Natürlich sind die biblischen Geschichten, in denen Jesus als zündender Furor auftritt, für heutige Verhältnisse allesamt zu radikal. Im Umgang mit Religiosität hat sich (und da ist auch der radikale Islam und seine vorsintflutliche Interpretation des Koran schuld) eine Betulichkeit und eine Zaghaftigkeit etabliert, die so spannend sind wie Reverend Lovejoys Predigten

Das liegt auch darin begründet, dass sich außerhalb der radikalen Rechten niemand mehr mit diesen Themen beschäftigt. Die hiesigen Christdemokraten tun so, als würde sie das nix angehen, und die Reform-Christen (z.B. die Bewegung um Schüller) verliert sich in Amtskirchen-Interna, anstatt gesellschaftlich relevante Fragen zu stellen.
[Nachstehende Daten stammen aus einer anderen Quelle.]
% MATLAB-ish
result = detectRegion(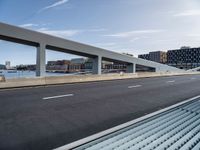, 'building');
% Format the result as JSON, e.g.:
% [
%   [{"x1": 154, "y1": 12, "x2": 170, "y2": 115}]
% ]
[
  {"x1": 71, "y1": 58, "x2": 86, "y2": 64},
  {"x1": 70, "y1": 58, "x2": 92, "y2": 72},
  {"x1": 138, "y1": 51, "x2": 167, "y2": 64},
  {"x1": 102, "y1": 61, "x2": 127, "y2": 73},
  {"x1": 46, "y1": 59, "x2": 93, "y2": 73},
  {"x1": 5, "y1": 61, "x2": 11, "y2": 69},
  {"x1": 138, "y1": 54, "x2": 150, "y2": 60},
  {"x1": 46, "y1": 58, "x2": 129, "y2": 73},
  {"x1": 149, "y1": 51, "x2": 167, "y2": 63},
  {"x1": 138, "y1": 47, "x2": 200, "y2": 70},
  {"x1": 138, "y1": 51, "x2": 167, "y2": 72},
  {"x1": 16, "y1": 64, "x2": 36, "y2": 71},
  {"x1": 0, "y1": 64, "x2": 6, "y2": 70},
  {"x1": 84, "y1": 58, "x2": 93, "y2": 70},
  {"x1": 46, "y1": 60, "x2": 70, "y2": 72},
  {"x1": 160, "y1": 52, "x2": 168, "y2": 64},
  {"x1": 167, "y1": 47, "x2": 200, "y2": 69}
]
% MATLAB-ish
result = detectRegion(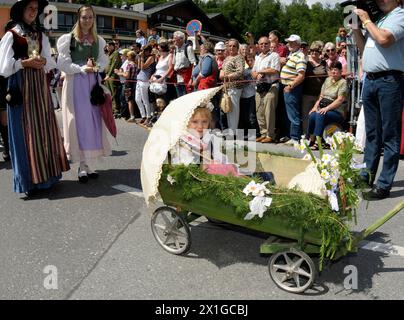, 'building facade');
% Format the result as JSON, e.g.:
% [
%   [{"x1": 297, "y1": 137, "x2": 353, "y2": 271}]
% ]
[{"x1": 0, "y1": 0, "x2": 239, "y2": 47}]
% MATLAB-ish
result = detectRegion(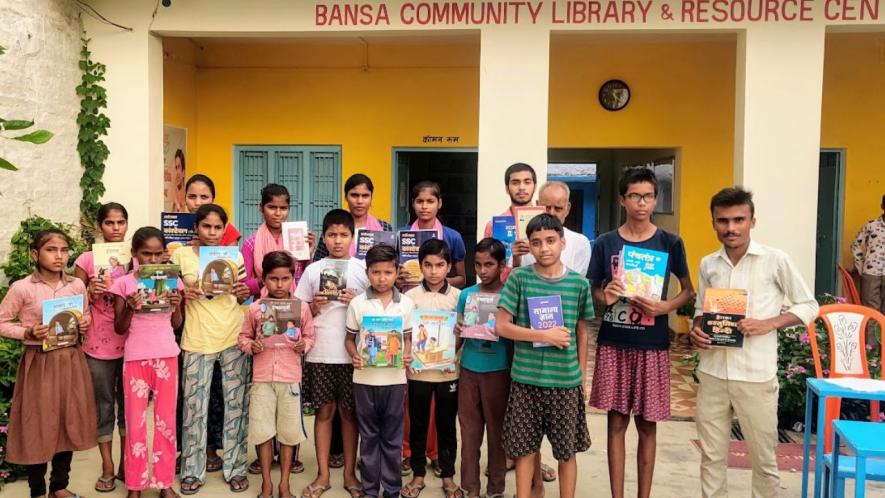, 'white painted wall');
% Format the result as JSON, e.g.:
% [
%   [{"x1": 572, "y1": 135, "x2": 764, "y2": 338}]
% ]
[{"x1": 0, "y1": 0, "x2": 82, "y2": 263}]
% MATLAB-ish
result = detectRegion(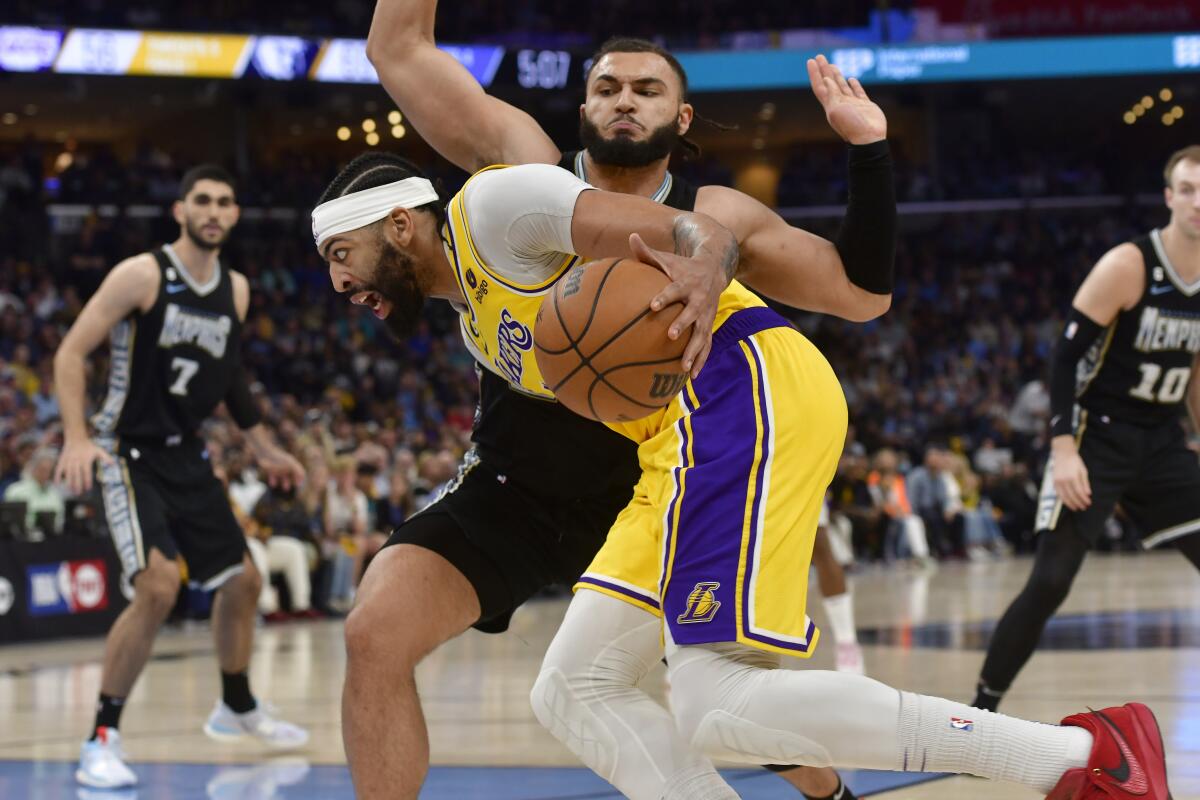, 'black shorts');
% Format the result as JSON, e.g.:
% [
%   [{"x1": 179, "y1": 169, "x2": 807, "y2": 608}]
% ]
[
  {"x1": 384, "y1": 456, "x2": 632, "y2": 633},
  {"x1": 97, "y1": 436, "x2": 247, "y2": 589},
  {"x1": 1035, "y1": 412, "x2": 1200, "y2": 548}
]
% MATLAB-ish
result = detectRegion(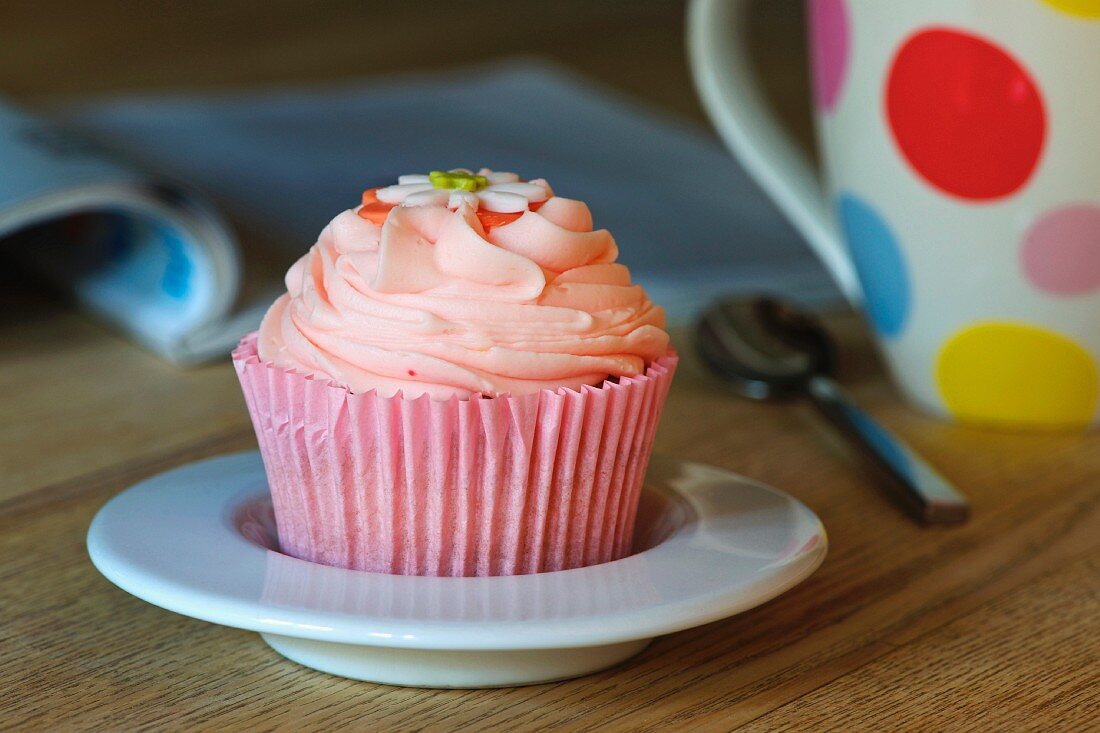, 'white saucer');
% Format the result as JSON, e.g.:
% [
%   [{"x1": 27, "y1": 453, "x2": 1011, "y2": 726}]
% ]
[{"x1": 87, "y1": 451, "x2": 826, "y2": 688}]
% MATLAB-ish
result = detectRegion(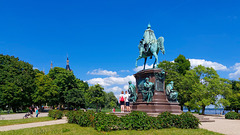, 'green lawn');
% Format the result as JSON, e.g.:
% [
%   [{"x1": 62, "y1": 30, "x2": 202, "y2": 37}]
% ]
[
  {"x1": 0, "y1": 110, "x2": 28, "y2": 115},
  {"x1": 0, "y1": 117, "x2": 53, "y2": 126},
  {"x1": 101, "y1": 108, "x2": 121, "y2": 113},
  {"x1": 0, "y1": 123, "x2": 222, "y2": 135}
]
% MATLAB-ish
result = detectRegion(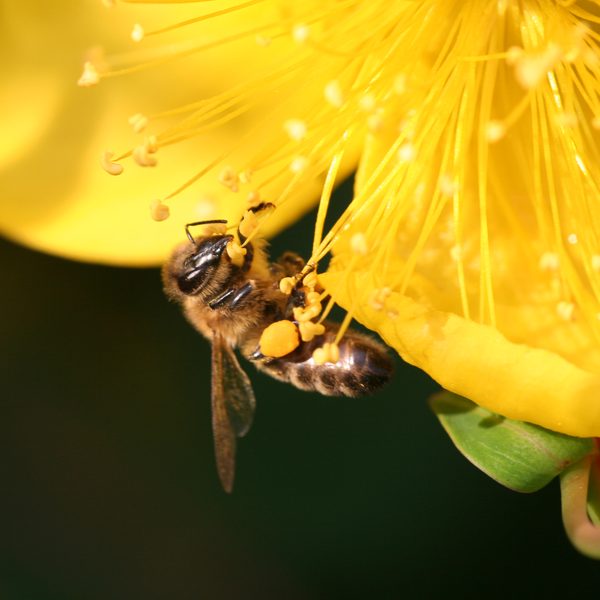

So bleibt die Caritas, die eigentlich einen ganz anderen Job hat, die einzige diskurstreibende katholische Stelle in Österreich.

All das ist vor allem deshalb interessant, weil seit ein paar Monaten ein unmerklicher Reformpapst sein Amt angetreten hat; ein Argentinier, der trotz möglicher problematischer Beziehung zur alten Junta seines Landes, die lateinamerikanische Tradition der Befreiungs-Theologie mehr als geprägt hat; der also einer Lehre folgt, die in fast jedem Detail den Vorstellungen, die Österreichs Parade-Christen in den jüngsten Tagen offenbart haben, in selbige (also die Parade) fährt.
Dieser Papst akzeptiert andere Lebensgemeinschaften, predigt das Gegenteil eines Raffe-Schaffe-Häusle-Baue, behauptet nicht sündenfrei zu sein und fährt nach Lampedusa, um die Festung Europa (nicht die eines virtuellen Abendlandes dahinter) anzuprangern.
Dieser Papst ist das (öffentliche) Gegenteil eines Frömmlers, der sein Christentum für politische Zwecke missbraucht, sondern einer, der an der Seite Jesu den Tempel von jenen Geschäftemachern und Wichtigtuern befreit hätte, die mit ihrer Version des Katholizismus den Glauben hierzulande in einer Geiselhaft halten, den die Grundidee dieser Religion wahrlich nicht verdient hat.

Dass es hierzulande bis auf die erwähnte Caritas keine Entsprechung, keine gesellschaftliche Kraft gibt, die einen solchen zeitgemäßen Ansatz in eine politische, wahrhaft christlich-demokratische Ideologie überführt, ist angesichts der bürgerlichen Sonntagspredigten, der zynischen Doppelmoral der lokalen Machthaber und der an jeder Realität vorbeilebenden Amtskirche eine logische, aber tieftraurige Realität.